In spite of facing very challenging fiscal circumstances, municipal staff and elected officials put together a 2016 municipal budget with only a 1.25 percent increase. Highland Park Borough Council members on March 15, 2016 introduced and passed on first reading the budget with the modest 1.25 percent budget increase that amounts to a 2.48 percent (per $100 of assessed property valuation) tax increase in the municipal portion of the tax bill. The tax increase translates to a $37.20 increase annually on a property assessed for $150,000 – which is the average residential property assessment in Highland Park. A property owner with an assessment of $250,000 would pay an additional $62 per year on the municipal portion of the property taxes.
The 2.48 percent tax levy increase is above the state mandated two percent CAP on tax increases. Exceeding the CAP, however, is allowed on those expenses over which the municipality has no control – such as increases in health benefit expenses.
“Everyone involved in putting together this budget was very conscientious and worked extremely hard to be as frugal – and smart – as possible in coming up with ways to keep tax increases at a minimum,” said Highland Park Mayor Gayle Brill Mittler.

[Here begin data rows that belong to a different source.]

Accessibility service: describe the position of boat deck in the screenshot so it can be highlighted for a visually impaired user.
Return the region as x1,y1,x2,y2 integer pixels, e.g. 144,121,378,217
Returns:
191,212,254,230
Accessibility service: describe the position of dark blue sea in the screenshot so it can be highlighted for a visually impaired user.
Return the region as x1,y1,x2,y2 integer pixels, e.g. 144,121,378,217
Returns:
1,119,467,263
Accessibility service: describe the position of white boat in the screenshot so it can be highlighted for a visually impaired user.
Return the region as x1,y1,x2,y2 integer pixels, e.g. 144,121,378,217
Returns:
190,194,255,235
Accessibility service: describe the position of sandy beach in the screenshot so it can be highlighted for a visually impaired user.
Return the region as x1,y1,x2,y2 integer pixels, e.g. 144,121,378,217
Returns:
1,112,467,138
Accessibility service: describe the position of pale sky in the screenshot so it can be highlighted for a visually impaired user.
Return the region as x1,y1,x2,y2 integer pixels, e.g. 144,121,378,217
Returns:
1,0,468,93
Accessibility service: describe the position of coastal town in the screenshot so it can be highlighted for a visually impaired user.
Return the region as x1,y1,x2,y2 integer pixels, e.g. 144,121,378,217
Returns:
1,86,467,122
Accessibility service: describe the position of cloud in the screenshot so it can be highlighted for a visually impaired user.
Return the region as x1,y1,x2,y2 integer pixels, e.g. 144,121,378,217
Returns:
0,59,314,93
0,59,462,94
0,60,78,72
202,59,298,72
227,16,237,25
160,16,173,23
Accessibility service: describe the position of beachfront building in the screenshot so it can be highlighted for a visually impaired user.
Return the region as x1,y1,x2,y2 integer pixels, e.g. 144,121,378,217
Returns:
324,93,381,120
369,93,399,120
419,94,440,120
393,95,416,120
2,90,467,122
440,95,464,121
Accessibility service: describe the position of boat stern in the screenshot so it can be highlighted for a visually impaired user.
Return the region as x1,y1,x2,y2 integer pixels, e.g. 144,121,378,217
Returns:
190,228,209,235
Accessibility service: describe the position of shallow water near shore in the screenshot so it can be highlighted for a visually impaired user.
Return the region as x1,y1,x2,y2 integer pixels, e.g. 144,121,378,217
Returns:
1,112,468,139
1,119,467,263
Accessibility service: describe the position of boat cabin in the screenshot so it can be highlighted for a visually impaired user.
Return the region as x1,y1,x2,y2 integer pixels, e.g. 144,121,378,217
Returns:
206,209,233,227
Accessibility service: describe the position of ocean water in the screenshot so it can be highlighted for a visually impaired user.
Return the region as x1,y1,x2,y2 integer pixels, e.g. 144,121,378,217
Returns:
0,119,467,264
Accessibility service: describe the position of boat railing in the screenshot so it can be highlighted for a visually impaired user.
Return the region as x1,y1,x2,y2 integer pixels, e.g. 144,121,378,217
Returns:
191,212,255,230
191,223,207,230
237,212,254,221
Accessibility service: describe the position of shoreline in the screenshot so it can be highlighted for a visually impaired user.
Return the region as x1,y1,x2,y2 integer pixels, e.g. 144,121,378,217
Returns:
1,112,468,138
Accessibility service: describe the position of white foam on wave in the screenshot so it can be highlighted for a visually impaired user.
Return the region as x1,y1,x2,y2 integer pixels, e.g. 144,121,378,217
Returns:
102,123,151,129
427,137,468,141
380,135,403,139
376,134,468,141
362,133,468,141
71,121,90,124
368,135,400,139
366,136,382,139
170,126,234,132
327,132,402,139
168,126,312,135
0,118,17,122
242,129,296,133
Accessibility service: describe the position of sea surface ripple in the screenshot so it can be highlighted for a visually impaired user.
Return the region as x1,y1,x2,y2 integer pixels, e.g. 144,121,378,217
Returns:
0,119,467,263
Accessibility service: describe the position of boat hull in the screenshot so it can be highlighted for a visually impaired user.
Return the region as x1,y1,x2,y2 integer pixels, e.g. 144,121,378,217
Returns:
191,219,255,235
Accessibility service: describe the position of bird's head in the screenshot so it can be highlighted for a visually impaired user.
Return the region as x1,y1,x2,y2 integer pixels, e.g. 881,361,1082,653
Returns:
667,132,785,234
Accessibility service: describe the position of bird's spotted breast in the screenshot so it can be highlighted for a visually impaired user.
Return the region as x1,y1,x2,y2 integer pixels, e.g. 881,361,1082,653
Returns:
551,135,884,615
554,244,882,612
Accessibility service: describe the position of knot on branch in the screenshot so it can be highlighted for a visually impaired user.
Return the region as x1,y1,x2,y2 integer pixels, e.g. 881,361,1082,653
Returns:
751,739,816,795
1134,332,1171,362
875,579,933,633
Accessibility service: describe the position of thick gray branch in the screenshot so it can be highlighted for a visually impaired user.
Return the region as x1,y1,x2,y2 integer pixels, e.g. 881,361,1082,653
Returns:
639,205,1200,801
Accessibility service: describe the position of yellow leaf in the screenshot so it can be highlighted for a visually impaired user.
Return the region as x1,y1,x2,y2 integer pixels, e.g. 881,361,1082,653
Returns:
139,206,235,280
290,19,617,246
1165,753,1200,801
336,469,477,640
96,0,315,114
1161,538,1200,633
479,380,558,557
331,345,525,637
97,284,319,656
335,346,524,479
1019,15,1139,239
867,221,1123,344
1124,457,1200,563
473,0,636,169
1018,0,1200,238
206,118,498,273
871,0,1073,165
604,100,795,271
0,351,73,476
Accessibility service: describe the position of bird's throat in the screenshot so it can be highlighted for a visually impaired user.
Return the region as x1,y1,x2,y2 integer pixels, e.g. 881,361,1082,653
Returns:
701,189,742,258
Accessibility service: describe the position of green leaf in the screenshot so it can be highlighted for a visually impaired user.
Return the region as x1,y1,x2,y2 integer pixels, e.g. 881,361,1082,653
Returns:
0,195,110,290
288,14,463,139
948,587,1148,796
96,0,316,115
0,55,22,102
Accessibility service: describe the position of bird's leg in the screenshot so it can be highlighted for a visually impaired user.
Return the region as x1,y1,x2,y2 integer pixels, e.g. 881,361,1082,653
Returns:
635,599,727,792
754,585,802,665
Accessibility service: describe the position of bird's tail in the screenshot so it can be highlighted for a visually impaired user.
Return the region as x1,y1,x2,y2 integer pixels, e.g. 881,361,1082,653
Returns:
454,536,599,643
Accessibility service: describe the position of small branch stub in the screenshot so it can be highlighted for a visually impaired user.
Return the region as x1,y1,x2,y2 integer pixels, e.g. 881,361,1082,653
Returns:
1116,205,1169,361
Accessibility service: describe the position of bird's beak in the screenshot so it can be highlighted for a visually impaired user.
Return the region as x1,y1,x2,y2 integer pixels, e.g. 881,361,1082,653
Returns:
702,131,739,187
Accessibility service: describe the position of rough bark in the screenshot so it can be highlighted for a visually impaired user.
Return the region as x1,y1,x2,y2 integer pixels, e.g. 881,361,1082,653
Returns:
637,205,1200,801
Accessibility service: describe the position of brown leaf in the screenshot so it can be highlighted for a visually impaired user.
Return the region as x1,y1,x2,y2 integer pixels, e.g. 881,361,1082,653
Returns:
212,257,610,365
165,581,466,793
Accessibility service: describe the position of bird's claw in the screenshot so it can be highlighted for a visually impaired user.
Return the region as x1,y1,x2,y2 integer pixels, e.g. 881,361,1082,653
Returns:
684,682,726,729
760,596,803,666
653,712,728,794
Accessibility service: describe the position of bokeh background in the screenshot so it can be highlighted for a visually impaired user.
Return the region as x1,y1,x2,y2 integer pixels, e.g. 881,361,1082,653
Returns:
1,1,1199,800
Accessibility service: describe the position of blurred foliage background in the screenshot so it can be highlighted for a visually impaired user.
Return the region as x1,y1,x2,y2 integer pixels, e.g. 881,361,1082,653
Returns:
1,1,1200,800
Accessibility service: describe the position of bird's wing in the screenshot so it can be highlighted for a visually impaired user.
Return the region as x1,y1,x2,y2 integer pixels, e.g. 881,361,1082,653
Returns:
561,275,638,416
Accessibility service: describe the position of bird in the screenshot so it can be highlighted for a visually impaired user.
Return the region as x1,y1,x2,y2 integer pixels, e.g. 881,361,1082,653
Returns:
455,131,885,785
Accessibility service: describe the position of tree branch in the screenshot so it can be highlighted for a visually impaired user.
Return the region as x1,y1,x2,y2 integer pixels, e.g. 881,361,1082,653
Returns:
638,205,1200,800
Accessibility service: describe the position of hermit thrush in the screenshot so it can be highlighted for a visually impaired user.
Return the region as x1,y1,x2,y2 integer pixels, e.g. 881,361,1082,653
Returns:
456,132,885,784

As stated in the Highland Park Planet’s recent budget story about state funding for municipalities, Highland Park has sustained a 40.6 percent cut in state aid over the past decade (accounting for inflation). NJ Spotlight www.njspotlight.com reported that only major cities would see significant boost in funding under Gov. Christie’s proposed budget. Most municipalities – including Highland Park – received no aid increase over last year. This flat funding continues the aid strategy of the Christie administration that has been implemented for the past six years. See: Most Towns Receive Less State Aid Than They Received in 2006
Municipal officials have been complaining for years that the state is keeping some of the energy tax revenue it receives to help balance its budget, rather than returning it all to towns. That diversion would continue under Gov. Christie’s budget proposal. Highland Park Mayor Gayle Brill Mittler has been a municipal leader is this battle to force the state to turn over the energy tax revenue. Local officials are pushing legislation, approved last month by the NJ Assembly State and Local Government Committee, that would return, beginning July 1, $331 million of the energy tax money kept by the state in 2009-2011.
“The dwindling state support reinforces why it is so important for Highland Park to pursue downtown development in order to produce the much-needed revenue from sources other than the individual residential homeowner….The commercial development is the most cost effective way to keep tax increases to a minimum,” said the mayor.